We never looked back. Thanksgiving has been at our house for more than 30 years–through births and deaths and additions of our best friends and their children, plus assorted others. Everyone loves it. Well, that's what they tell us. But life changes. Our best friends are gone; their children have moved away. So have our children. For the past decade, our children and their growing families have piled onto airplanes and come home for the holiday anyway. It's exhausting for everyone but it's wonderful to fill the house with all that excitement–and noise and mouths to feed. It's also expensive: we are talking about 8 airfares plus, this year, renting a van to transfer the family of five [a new baby!] from airport to home and back again.
So this year, suggestions were made. And taken. Thanksgiving will be at uber son's home this year. Alpha daughter and her family can drive over–it's only three hours away. We'll fly up a day or two early. I'll do most of the cooking–my daughter-in-law has her hands full with two school-age children and an infant.
Sounds fine. And it is. And yet. It is the old order changing and yielding place to the new. We say that this arrangement is only for this year, that each year we may do something different–our house, daughter's house. Could be anywhere. And yet it is a sign of passing time and years.
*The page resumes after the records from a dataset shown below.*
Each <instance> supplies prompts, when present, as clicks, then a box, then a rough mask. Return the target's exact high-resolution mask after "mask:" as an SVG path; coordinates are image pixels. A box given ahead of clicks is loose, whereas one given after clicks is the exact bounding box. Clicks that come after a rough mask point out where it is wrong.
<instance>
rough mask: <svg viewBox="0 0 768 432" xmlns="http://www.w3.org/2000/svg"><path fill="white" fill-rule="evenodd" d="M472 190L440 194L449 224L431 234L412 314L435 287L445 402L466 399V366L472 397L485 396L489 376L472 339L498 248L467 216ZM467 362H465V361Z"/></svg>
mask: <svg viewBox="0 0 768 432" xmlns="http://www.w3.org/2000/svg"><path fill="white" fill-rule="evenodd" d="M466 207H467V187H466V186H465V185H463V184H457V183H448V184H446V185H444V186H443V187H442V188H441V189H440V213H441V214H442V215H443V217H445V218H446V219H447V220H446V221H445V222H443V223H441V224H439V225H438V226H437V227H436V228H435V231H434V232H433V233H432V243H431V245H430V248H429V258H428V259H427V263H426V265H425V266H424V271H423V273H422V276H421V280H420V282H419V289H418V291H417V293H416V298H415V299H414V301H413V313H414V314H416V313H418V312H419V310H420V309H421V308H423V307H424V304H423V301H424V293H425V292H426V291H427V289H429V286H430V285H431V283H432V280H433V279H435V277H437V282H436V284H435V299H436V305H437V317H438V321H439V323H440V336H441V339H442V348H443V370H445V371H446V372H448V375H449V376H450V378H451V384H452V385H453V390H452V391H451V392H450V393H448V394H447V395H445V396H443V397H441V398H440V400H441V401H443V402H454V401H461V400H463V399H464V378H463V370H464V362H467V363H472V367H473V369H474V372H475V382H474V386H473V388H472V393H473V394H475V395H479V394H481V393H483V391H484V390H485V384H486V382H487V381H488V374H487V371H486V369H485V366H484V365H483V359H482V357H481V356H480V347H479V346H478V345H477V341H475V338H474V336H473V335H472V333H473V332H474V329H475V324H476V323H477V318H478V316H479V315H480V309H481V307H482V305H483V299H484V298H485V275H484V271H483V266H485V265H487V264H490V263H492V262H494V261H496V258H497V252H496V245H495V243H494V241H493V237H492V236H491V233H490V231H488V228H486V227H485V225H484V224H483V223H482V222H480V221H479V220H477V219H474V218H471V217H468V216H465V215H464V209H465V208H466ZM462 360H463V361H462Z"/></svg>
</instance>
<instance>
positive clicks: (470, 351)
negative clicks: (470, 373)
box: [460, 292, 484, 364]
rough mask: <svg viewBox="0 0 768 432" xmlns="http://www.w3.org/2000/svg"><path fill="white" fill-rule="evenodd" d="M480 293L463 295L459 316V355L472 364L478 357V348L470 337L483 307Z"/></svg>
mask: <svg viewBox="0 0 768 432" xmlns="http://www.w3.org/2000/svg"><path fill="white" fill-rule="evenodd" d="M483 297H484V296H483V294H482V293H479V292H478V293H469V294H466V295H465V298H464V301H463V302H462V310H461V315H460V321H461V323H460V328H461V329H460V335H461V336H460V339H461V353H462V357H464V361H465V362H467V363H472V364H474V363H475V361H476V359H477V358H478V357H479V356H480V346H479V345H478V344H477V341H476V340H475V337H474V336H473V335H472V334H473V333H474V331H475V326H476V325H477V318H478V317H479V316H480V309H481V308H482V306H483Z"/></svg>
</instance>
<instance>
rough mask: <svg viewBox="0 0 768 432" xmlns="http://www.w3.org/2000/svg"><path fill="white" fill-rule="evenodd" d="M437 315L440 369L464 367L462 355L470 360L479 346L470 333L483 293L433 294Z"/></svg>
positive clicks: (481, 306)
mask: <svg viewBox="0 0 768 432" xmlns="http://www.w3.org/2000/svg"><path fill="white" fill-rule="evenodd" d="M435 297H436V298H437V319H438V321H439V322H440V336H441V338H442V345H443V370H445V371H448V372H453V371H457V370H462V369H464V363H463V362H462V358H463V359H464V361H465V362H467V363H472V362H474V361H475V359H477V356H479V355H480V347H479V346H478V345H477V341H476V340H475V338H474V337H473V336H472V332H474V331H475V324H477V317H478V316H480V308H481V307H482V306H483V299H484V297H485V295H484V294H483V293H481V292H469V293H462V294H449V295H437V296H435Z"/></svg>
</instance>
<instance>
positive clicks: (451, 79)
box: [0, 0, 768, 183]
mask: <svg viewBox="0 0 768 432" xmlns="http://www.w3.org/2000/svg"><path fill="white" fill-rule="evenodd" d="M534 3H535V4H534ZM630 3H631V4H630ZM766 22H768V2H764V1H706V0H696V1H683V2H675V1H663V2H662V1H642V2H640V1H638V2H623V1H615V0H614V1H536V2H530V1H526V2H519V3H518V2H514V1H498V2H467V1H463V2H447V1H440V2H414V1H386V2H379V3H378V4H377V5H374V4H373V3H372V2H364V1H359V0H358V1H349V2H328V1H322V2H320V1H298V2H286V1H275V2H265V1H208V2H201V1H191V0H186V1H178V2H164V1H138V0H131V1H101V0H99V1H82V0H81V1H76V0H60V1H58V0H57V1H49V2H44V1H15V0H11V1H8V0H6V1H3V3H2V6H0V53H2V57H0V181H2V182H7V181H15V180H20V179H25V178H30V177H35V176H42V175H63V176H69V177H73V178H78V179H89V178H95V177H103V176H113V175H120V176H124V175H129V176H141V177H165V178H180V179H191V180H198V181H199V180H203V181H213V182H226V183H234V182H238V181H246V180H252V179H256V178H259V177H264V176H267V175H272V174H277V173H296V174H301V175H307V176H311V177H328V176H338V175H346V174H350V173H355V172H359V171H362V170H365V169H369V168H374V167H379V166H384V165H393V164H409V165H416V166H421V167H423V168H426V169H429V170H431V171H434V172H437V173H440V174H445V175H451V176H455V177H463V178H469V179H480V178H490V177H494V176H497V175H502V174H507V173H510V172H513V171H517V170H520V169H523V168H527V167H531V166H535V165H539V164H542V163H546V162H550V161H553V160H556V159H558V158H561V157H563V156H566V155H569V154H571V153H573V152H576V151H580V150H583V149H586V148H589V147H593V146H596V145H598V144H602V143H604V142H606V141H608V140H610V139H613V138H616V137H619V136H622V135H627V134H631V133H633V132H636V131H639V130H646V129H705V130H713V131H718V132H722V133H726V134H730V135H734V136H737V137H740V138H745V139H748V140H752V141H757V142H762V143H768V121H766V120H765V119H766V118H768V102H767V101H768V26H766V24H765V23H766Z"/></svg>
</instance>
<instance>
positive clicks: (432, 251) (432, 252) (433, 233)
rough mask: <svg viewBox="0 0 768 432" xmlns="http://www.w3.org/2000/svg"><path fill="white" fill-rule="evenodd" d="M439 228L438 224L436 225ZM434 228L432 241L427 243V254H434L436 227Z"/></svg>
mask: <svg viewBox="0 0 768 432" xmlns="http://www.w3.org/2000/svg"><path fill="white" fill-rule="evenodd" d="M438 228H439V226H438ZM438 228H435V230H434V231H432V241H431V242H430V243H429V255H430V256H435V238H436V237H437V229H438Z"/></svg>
Another flattening of the hierarchy, as my friend Marian the psychiatrist likes to say. We are moving even further off the center stage–we've acknowledged that in many other ways–and this is just another Rite of Passage. We don't feel old; we don't feel like we're ready to be flattened. And yet there comes a time when it's Their Time.
I've always loved Thanksgiving. It isn't laden with all the gift-giving or religious symbols of other family holidays. It's just turkey [well, tofurkey for some] and pumpkin pie. It will be fun to put it all together in another kitchen. But it won't be the same. The torch is passing.